Le rat-taupe nu est un autre modèle puissant, connu pour sa longue durée de vie et sa résistance au cancer. Il présente une régulation unique de gènes tels que HAS2, responsable de la production d’hyaluronane de haut poids moléculaire qui renforce l’intégrité des tissus et inhibe la formation de tumeurs. De plus, les voies de suppression tumorale impliquant TP53 et CDKN2A sont exceptionnellement robustes chez cette espèce, contribuant à un meilleur contrôle de la prolifération cellulaire et de la réponse aux dommages.

Le requin du Groenland, dont la durée de vie dépasse 400 ans, présente des adaptations génétiques dans les voies liées à la réparation de l’ADN et à la stabilité métabolique. Des études mettent en évidence des modifications dans des gènes tels que RAD50 et ATM, qui interviennent dans la détection et la réparation des dommages à l’ADN, ainsi que dans des gènes régulant les réponses au stress oxydatif.

Enfin, le Turritopsis dohrnii fait preuve d’une forme unique d’« immortalité » biologique grâce à sa capacité à revenir à un stade de vie antérieur. Ce processus implique des gènes liés à la reprogrammation cellulaire et à la pluripotence, notamment SOX2, MYC et NANOG, ainsi que des gènes de réparation de l’ADN renforcés comme PARP1.

Conclusion

Nous ne savons pas exactement pourquoi nous vieillissons. Mais nous savons que la durée de vie maximale est principalement déterminée par nos gènes. C’est pourquoi nous vivons jusqu’à 120 ans, les souris jusqu’à 4 ans et les tortues des Galápagos jusqu’à 200 ans. Un jour, peut-être, une thérapie génique pourrait repousser nos limites.


La buena noticia del mes : l’espérance de vie des souris clonées ne diminue pas.
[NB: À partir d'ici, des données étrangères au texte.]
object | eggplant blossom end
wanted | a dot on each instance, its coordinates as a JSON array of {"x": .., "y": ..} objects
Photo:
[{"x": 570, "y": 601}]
Premier essai clinique humain de « reprogrammation cellulaire partielle » pour les personnes atteintes de glaucome.


Première bonne nouvelle

Une étude à long terme remarquable montre à la fois le potentiel — et les limites — du clonage chez les mammifères. Pendant plus de 20 ans, des scientifiques dirigés par Teruhiko Wakayama ont réussi à cloner des souris sur 58 générations à partir d’un seul individu, de nombreux animaux semblant en bonne santé et vivant une durée de vie normale. De subtiles mutations génétiques se sont accumulées au fil du temps, réduisant finalement le succès du clonage et mettant fin au processus. Il est toutefois intéressant de noter que la durée de vie des générations successives d’animaux clonés n’a pas diminué. Il est encourageant de constater que la reproduction naturelle a permis de « réinitialiser » bon nombre de ces défauts, soulignant ainsi la capacité intrinsèque de l’organisme à préserver la santé génétique. Ces résultats suggèrent que, si le clonage et la reprogrammation cellulaire sont très prometteurs, la biologie repose toujours sur des mécanismes de réparation intégrés, offrant ainsi des perspectives précieuses pour les futures thérapies de longévité et de régénération.

Deuxième bonne nouvelle

Les avancées récentes en science de la longévité passent de la théorie à la réalité, puisque le premier essai clinique humain de « reprogrammation cellulaire partielle » doit débuter cette année. Des chercheurs ont démontré chez l’animal qu’il est possible de ramener les cellules à un état plus jeune sans effacer leur identité. Chez la souris, cette approche a amélioré la régénération tissulaire, restauré la vision et même prolongé la durée de vie. Désormais, une entreprise de biotechnologie appelée Life Biosciences va tester si cette méthode peut réparer en toute sécurité les lésions du nerf optique chez les personnes atteintes de glaucome.


Actualités concernant Heales et la communauté de la longévité : conférence ARDD à Boston en octobre 2026.


La conférence ARDD (Aging Research and Drug Discovery), l’une des principales conférences mondiales sur la science de la longévité, n’aura pas lieu à Copenhague cette année comme prévu initialement. L’événement devrait plutôt être déplacé à Boston (du 21 au 23 octobre) et intégré à une série d’événements plus large dans le cadre de la Boston Longevity Week.